Given the inconsistency between Letter #144 that Greenwood referenced and the account of the published Silmarillion, where "some few" fled and hid themselves, it _does_ look like Tolkien's thinking changed with time. Does anybody know the timing of Letter #144 with respect to his writing of that part of the Silmarillion? It would be rather inconvenient if Tolkien wrote the letter _before_ he wrote that account of the War of Wrath.

Still, it's more fun to think there might be one or two snoozing away beneath the earth, waiting to be awakened by some miner's drill...


----------



## Greenwood (Aug 5, 2005)

The letter was written in 1954 to one of his editors who had some questions about the LOTR manuscript. I don't know when The Silmarillion passage was written, but my guess would be earlier.


----------



## Inderjit S (Aug 5, 2005)

The material from which the Silmarillion (or the events after the Noldor reach Beleriand) is in HoME 11. "The Grey Annals" ends with the Narn i Chin Hurin, but a side-note reads (referring to a comment on "a host" of Balrogs in the Nirnaeth) "at which point my father noted a point in the typescript "There should not be supposed more than say 3 or at the most 7 ever existed." The other sources which C.T used, 'The Latter Quenta Silmarillion' and 'The Tale of Years' say nothing of Balrogs-most of the information for the War of Wrath is derived from Tolkien's earlier manuscripts-pre-dating (in some cases) LoTR-the early Silmarillion which Tolkien claims in his foreword had little chance of being Published, in which Balrogs were radically different.


----------



## Wraithguard (Aug 5, 2005)

I cannot even look at the word "Annal" without laughing. There are many inconsistancies that we would like to see answered and this is one of them. I would think that Tolkien called the Balrog of Moria the last in the letter to simplify the story and make it easier to understand _considering_ that he did not think the Sil would be published.


----------



## Arvedui (Aug 8, 2005)

Wraithguard, my guess is that the Balrogs were too powerful weapons to make it plausible that they could have been overcome if there were a lot of them.


----------



## Ingwë (Aug 8, 2005)

I thought that the Balrog of Moria is not the last because it is said that there are a few Balrogs after the War of Wrath but maybe this is the last.

*'The Balrogs were destroyed, save some few that fled & hid themselves in caverns inaccessible at the roots of the earth.' *
Well, that means that there are some hidden creatures in the Middle earth.

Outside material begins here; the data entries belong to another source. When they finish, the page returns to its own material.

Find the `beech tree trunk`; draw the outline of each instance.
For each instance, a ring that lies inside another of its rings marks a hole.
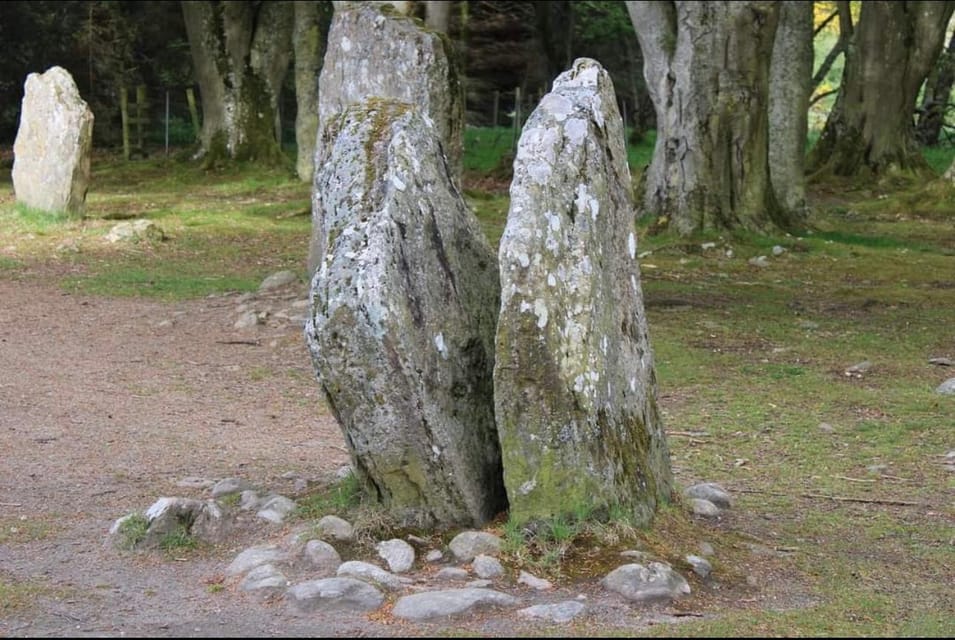
[[[182,2],[202,96],[197,157],[285,164],[278,100],[291,59],[288,1]]]
[[[681,235],[788,228],[769,173],[776,2],[627,2],[657,116],[643,213]]]
[[[295,0],[294,7],[292,48],[295,51],[295,142],[298,147],[295,172],[302,182],[311,182],[318,137],[318,76],[325,56],[332,5]]]
[[[948,47],[939,56],[935,69],[925,81],[925,96],[922,99],[922,109],[915,129],[919,144],[925,146],[938,144],[953,85],[955,85],[955,34],[952,34]]]
[[[809,156],[814,177],[931,171],[912,119],[953,8],[951,2],[862,3],[839,95]]]
[[[769,79],[769,175],[776,202],[806,216],[806,134],[812,91],[812,3],[781,3]]]

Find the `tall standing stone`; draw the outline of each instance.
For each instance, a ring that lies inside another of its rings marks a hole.
[[[447,158],[457,180],[464,127],[464,92],[458,78],[451,44],[441,34],[380,3],[336,2],[318,81],[315,166],[328,162],[333,142],[326,131],[328,123],[349,105],[381,98],[415,105],[433,124],[441,141],[438,157]],[[309,273],[321,262],[319,198],[316,186]]]
[[[306,339],[362,484],[421,524],[506,506],[494,425],[497,260],[436,126],[372,100],[332,124],[319,165],[322,263]]]
[[[500,245],[494,369],[512,519],[671,492],[610,76],[578,59],[524,127]]]
[[[13,144],[13,190],[34,209],[81,217],[86,210],[93,112],[69,72],[31,73]]]

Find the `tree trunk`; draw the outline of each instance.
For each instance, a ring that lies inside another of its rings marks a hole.
[[[644,213],[681,235],[793,221],[769,177],[775,2],[627,2],[657,114]]]
[[[955,34],[948,41],[948,48],[939,56],[935,70],[925,83],[925,98],[916,125],[915,137],[919,144],[935,146],[945,124],[952,85],[955,84]]]
[[[429,29],[447,33],[451,26],[451,2],[428,0],[424,3],[424,21]]]
[[[197,157],[287,163],[277,130],[278,100],[291,56],[287,1],[182,2],[202,96]]]
[[[805,155],[812,90],[812,3],[782,3],[769,80],[769,175],[776,202],[806,216]]]
[[[295,51],[295,142],[298,147],[295,172],[302,182],[311,182],[318,136],[318,75],[325,56],[332,6],[312,0],[296,0],[294,6],[292,48]]]
[[[953,8],[951,2],[862,3],[839,95],[809,156],[814,178],[931,170],[912,116]]]

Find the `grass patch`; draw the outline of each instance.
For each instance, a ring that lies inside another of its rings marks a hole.
[[[299,498],[295,515],[304,520],[317,520],[327,515],[344,517],[361,503],[361,483],[358,476],[350,473],[335,483]]]

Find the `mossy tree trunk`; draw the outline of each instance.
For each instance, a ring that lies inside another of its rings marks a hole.
[[[806,135],[812,90],[812,3],[781,3],[769,79],[769,175],[776,201],[805,217]]]
[[[657,116],[643,213],[682,235],[793,226],[769,171],[776,2],[627,2]]]
[[[330,2],[295,0],[295,142],[298,158],[295,171],[302,182],[311,182],[315,173],[315,142],[318,136],[318,76],[332,21]]]
[[[862,3],[836,103],[809,155],[814,178],[930,171],[912,118],[953,8],[951,2]]]
[[[291,2],[182,2],[202,96],[197,157],[285,165],[278,104],[291,60]]]

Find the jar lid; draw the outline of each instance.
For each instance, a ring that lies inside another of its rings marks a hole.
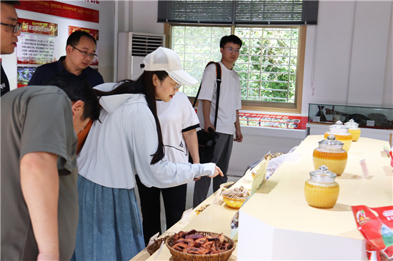
[[[358,128],[359,123],[357,123],[354,119],[350,119],[349,121],[346,122],[344,126],[347,126],[349,128]]]
[[[310,172],[310,177],[317,181],[331,183],[334,181],[334,178],[337,176],[336,173],[328,170],[328,168],[322,165],[318,170]]]
[[[319,145],[326,144],[326,145],[339,145],[341,146],[344,145],[344,143],[342,143],[341,141],[336,140],[336,136],[334,136],[332,134],[330,134],[329,136],[327,136],[325,140],[318,141],[318,143],[319,143]]]
[[[329,129],[330,131],[333,133],[344,133],[348,132],[348,126],[344,126],[342,124],[342,121],[336,121],[336,124],[331,125],[329,126]]]

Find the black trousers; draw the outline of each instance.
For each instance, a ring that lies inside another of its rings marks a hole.
[[[168,188],[148,188],[142,184],[138,175],[135,176],[141,200],[142,226],[145,244],[151,236],[161,230],[160,193],[162,193],[166,229],[180,220],[186,210],[187,184]]]

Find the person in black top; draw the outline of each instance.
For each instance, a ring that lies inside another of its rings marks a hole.
[[[19,4],[19,1],[1,1],[1,31],[0,32],[1,38],[1,54],[11,54],[14,53],[14,49],[16,47],[18,36],[21,34],[21,24],[18,23],[18,14],[14,4]],[[0,86],[1,88],[1,95],[9,91],[9,82],[8,78],[3,69],[1,63],[1,81]]]
[[[96,39],[88,33],[74,31],[67,39],[66,56],[60,57],[57,61],[38,67],[28,85],[46,85],[63,71],[83,78],[91,88],[104,83],[102,76],[89,66],[96,56]]]

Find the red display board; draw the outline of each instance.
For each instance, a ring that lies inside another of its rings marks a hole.
[[[249,126],[305,130],[308,117],[239,113],[240,124]]]
[[[57,1],[21,1],[15,8],[36,13],[99,23],[99,11]]]
[[[22,24],[21,33],[57,36],[57,24],[26,19],[24,18],[19,18],[18,22]]]

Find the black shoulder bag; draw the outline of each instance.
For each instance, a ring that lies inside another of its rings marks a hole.
[[[216,128],[216,126],[217,124],[217,115],[219,112],[219,90],[221,85],[221,66],[219,63],[209,61],[206,67],[212,63],[214,63],[216,65],[216,82],[217,86],[216,112],[214,115],[214,128]],[[199,89],[198,90],[198,93],[196,93],[196,96],[195,97],[195,101],[194,101],[192,107],[195,107],[195,104],[196,103],[196,101],[198,100],[198,96],[199,96],[199,92],[201,91],[201,86],[202,83],[201,85],[199,85]],[[212,162],[212,159],[213,158],[214,155],[213,153],[214,152],[214,146],[216,145],[216,138],[218,137],[218,133],[216,133],[212,128],[209,128],[208,130],[209,132],[206,132],[204,129],[202,129],[196,133],[196,135],[198,136],[198,148],[199,150],[199,160],[201,163]],[[191,158],[191,156],[189,157],[189,158],[190,162],[192,163],[192,159]]]

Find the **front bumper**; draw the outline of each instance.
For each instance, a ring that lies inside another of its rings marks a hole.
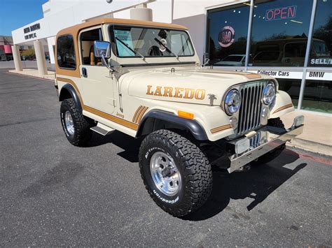
[[[288,129],[266,126],[253,132],[251,135],[246,138],[241,138],[230,142],[229,143],[233,145],[249,142],[249,148],[241,154],[235,153],[228,157],[230,161],[230,167],[228,169],[228,172],[232,173],[240,168],[301,134],[303,131],[303,122],[304,117],[303,115],[298,116],[294,118],[293,125]]]

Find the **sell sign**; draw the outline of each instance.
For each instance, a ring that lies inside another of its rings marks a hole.
[[[294,18],[296,16],[297,6],[287,6],[267,10],[265,13],[266,21],[275,21]]]

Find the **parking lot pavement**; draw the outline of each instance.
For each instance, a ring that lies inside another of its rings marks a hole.
[[[207,204],[178,219],[146,191],[133,138],[67,142],[53,82],[0,70],[0,105],[1,246],[332,245],[330,157],[286,149],[216,171]]]

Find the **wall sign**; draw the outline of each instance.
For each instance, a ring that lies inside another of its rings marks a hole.
[[[234,43],[235,31],[230,26],[226,26],[222,28],[218,36],[218,43],[221,48],[228,48]]]
[[[311,64],[319,64],[321,66],[327,66],[332,64],[332,58],[312,59]]]
[[[36,23],[34,25],[26,27],[25,29],[23,29],[23,31],[25,32],[25,34],[28,34],[40,29],[41,29],[41,24],[39,23]],[[25,40],[28,40],[28,39],[34,38],[37,38],[36,33],[29,34],[25,36]]]
[[[250,70],[250,73],[270,75],[277,78],[289,78],[289,79],[302,79],[303,72],[302,71],[274,71],[274,70]],[[332,73],[321,71],[307,71],[306,79],[320,80],[332,80]]]
[[[265,13],[265,21],[275,21],[294,18],[296,16],[297,6],[287,6],[267,10]]]

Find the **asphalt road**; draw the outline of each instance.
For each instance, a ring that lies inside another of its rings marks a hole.
[[[214,172],[210,199],[181,219],[148,196],[133,138],[67,142],[53,82],[0,70],[0,105],[1,246],[332,246],[331,158],[286,149]]]

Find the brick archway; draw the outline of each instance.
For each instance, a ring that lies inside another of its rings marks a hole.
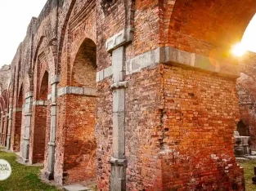
[[[21,85],[16,103],[16,108],[14,109],[14,139],[12,150],[16,152],[20,152],[20,143],[21,143],[21,125],[22,125],[22,106],[24,100],[24,89],[23,84]]]
[[[167,1],[169,17],[167,43],[179,50],[209,56],[227,56],[231,46],[239,42],[256,13],[256,2]]]
[[[86,38],[72,64],[70,87],[58,92],[65,104],[59,116],[60,120],[65,118],[66,131],[63,137],[65,183],[96,179],[96,44]]]
[[[38,88],[37,100],[34,102],[34,123],[33,128],[33,143],[31,152],[31,162],[43,162],[45,159],[46,144],[46,128],[47,127],[47,96],[49,89],[49,74],[45,71]]]

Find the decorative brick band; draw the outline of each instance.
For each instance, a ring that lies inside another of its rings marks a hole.
[[[47,100],[35,100],[33,101],[33,105],[38,105],[38,106],[47,106],[48,104]]]
[[[106,42],[106,51],[111,52],[119,47],[132,42],[133,39],[133,31],[134,29],[131,28],[124,29],[107,39]]]
[[[126,74],[140,72],[142,69],[154,67],[159,63],[196,68],[231,78],[239,77],[238,67],[234,64],[213,59],[210,60],[207,56],[170,47],[159,47],[128,60],[126,62]]]
[[[64,95],[83,95],[89,96],[97,96],[97,89],[79,87],[65,87],[58,89],[58,96]]]
[[[102,69],[97,73],[96,82],[98,82],[103,79],[109,78],[113,75],[112,66],[110,66],[105,69]]]

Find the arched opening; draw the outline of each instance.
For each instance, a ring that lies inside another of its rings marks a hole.
[[[64,171],[65,182],[96,179],[96,44],[86,38],[76,55],[66,96],[66,131]]]
[[[47,95],[49,74],[46,71],[38,88],[38,97],[36,103],[34,129],[33,137],[32,162],[43,162],[45,154],[46,127],[47,122]]]
[[[227,58],[231,46],[241,40],[255,12],[256,2],[249,0],[232,5],[228,0],[176,0],[168,43],[189,52]]]
[[[21,85],[19,91],[16,108],[15,109],[15,133],[13,151],[20,152],[21,143],[21,121],[22,121],[22,104],[24,100],[24,89]]]

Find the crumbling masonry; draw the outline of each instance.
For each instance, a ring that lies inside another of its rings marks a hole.
[[[1,144],[58,184],[245,190],[233,131],[256,132],[254,56],[229,51],[255,12],[251,0],[48,0],[2,81]]]

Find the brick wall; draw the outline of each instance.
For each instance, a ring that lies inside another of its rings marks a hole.
[[[164,190],[232,189],[234,184],[242,189],[233,153],[236,80],[171,65],[164,65],[163,77]]]

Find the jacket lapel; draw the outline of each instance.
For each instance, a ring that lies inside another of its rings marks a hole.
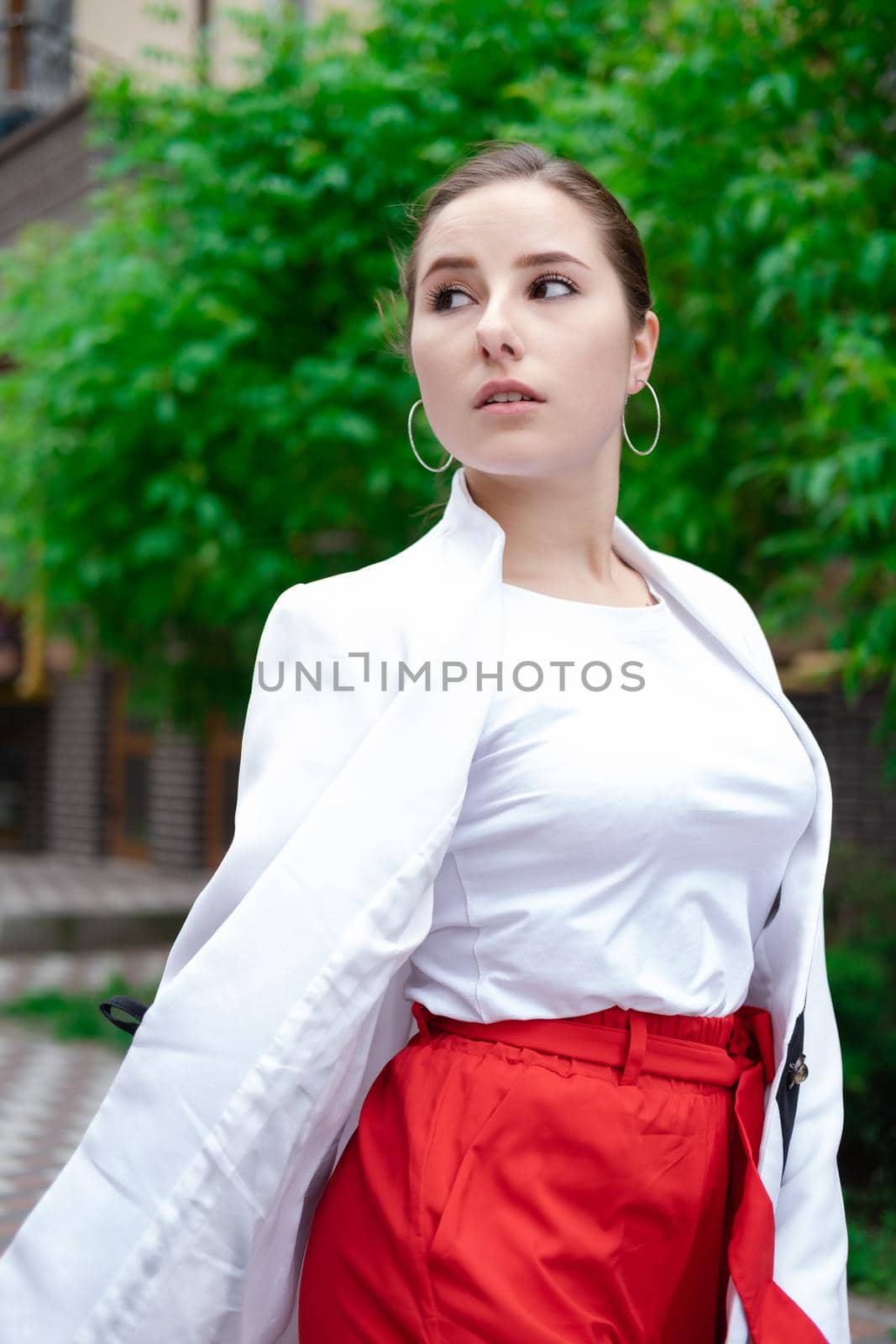
[[[449,504],[433,534],[441,530],[458,542],[470,542],[480,559],[485,559],[486,555],[484,539],[492,536],[497,540],[498,544],[488,550],[488,563],[492,564],[490,581],[500,601],[504,531],[473,500],[462,466],[454,473]],[[759,1171],[774,1200],[783,1168],[783,1144],[782,1126],[768,1124],[772,1111],[770,1101],[775,1094],[779,1097],[779,1105],[790,1099],[782,1097],[779,1085],[785,1064],[794,1048],[798,1048],[795,1038],[802,1024],[814,931],[821,917],[830,841],[830,777],[815,738],[786,698],[774,668],[767,671],[751,652],[744,633],[743,614],[737,610],[737,595],[735,594],[732,599],[719,578],[709,571],[652,550],[618,515],[613,524],[613,546],[623,560],[639,570],[645,578],[656,581],[664,591],[680,602],[774,699],[806,749],[815,774],[817,801],[813,817],[791,852],[776,896],[774,917],[770,917],[756,939],[756,972],[748,996],[748,1001],[768,1008],[774,1025],[776,1068],[766,1089],[766,1126],[759,1154]],[[481,645],[488,645],[488,656],[497,659],[492,632],[493,628],[481,630]],[[793,1117],[785,1117],[783,1109],[780,1120],[782,1124],[785,1120],[793,1124]]]

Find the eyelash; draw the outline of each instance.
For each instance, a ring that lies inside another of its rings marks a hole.
[[[556,276],[553,273],[551,273],[548,276],[539,276],[537,280],[532,281],[532,284],[529,285],[529,289],[531,290],[532,289],[537,289],[539,285],[544,285],[549,280],[559,280],[562,285],[568,285],[570,289],[574,293],[576,293],[576,294],[579,293],[579,286],[576,284],[574,284],[574,281],[571,281],[568,276]],[[458,308],[442,308],[442,309],[438,309],[438,304],[439,304],[439,301],[442,298],[442,294],[451,294],[451,293],[466,294],[466,290],[461,289],[459,285],[446,285],[446,284],[437,285],[435,289],[431,289],[430,293],[429,293],[429,296],[427,296],[429,306],[433,308],[433,309],[437,309],[439,312],[443,312],[443,313],[451,313],[451,312],[457,313],[457,312],[459,312]],[[467,298],[469,298],[469,294],[467,294]],[[568,294],[557,294],[557,296],[555,296],[555,298],[568,298]],[[549,298],[549,300],[547,300],[547,302],[555,302],[555,298]],[[463,306],[463,305],[461,305],[461,306]]]

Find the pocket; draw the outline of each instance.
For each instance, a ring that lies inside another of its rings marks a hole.
[[[484,1159],[493,1150],[501,1116],[528,1073],[525,1063],[508,1063],[494,1051],[449,1047],[437,1054],[446,1067],[414,1191],[426,1261],[438,1254],[449,1223],[449,1241],[457,1245],[477,1173],[488,1169]]]

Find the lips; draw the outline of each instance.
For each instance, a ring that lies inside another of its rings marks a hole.
[[[480,410],[485,406],[489,396],[496,396],[498,392],[520,392],[523,396],[528,396],[533,402],[544,401],[544,398],[540,396],[533,387],[529,387],[528,383],[520,383],[516,378],[493,378],[490,382],[484,383],[482,387],[480,387],[476,394],[473,407]]]

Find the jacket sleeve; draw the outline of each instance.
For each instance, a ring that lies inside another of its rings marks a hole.
[[[387,986],[429,929],[463,770],[445,802],[437,778],[431,810],[390,771],[441,720],[373,680],[341,694],[380,613],[355,587],[334,598],[340,578],[294,585],[266,618],[234,840],[97,1114],[0,1259],[3,1344],[286,1337],[301,1238]],[[296,660],[312,675],[320,661],[320,691],[296,689]]]
[[[766,634],[750,603],[737,597],[747,645],[780,687]],[[842,1054],[827,981],[823,907],[809,970],[802,1052],[809,1074],[794,1083],[799,1097],[775,1207],[774,1278],[829,1344],[849,1344],[848,1227],[837,1165],[844,1130]]]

But Indy and Arvedui make me think that I was wrong...


----------



## baragund (Aug 8, 2005)

Ingwe, the earlier posts in this thread will show you that Tolkien's thinking about this seemed to evolved over the years. Early writings indicated there were many Balrogs during the Elder Days, even "hosts" of them. But Arvedui is right. Think of how powerful the Moria Balrog was, and now imagine a "host" of them. Hundreds or thousands even. With forces like that, Morgoth and/or Sauron could have just kicked the snot out anything the West could muster without breaking a sweat.

Curious... With a small number of Balrogs in the 3-7 range, that could draw a parallel with the 5 Istari. Just as Morgoth had his Balrogs, Manwe and company had their wizards...


----------



## Ingwë (Aug 8, 2005)

Baragund said:


> Tolkien's thinking about this seemed to evolved over the years


And not only about the Balrogs...  



Baragund said:


> *Curious...* With a small number of Balrogs in the 3-7 range, that could draw a parallel with the 5 Istari. Just as Morgoth had his Balrogs, Manwe and company had their wizards...


That make me think that Manwë and Varda sent 5 Istari to fight 3-7 Balrogs but we know that the Wizards were sent with other errand.


----------



## Inderjit S (Aug 8, 2005)

I think there were a lot more than just 5 Istari-they were a "group" of loremasters, of which 5 were sent.


----------



## Thorondor_ (Aug 8, 2005)

I think that more than five were sent (the Istari, UT):


> Of this Order the number is unknown; but of those that came to the North of Middle-earth, where there was most hope (because of the remnant of the Dunedain and of the Eldar that abode there), the chiefs were five


----------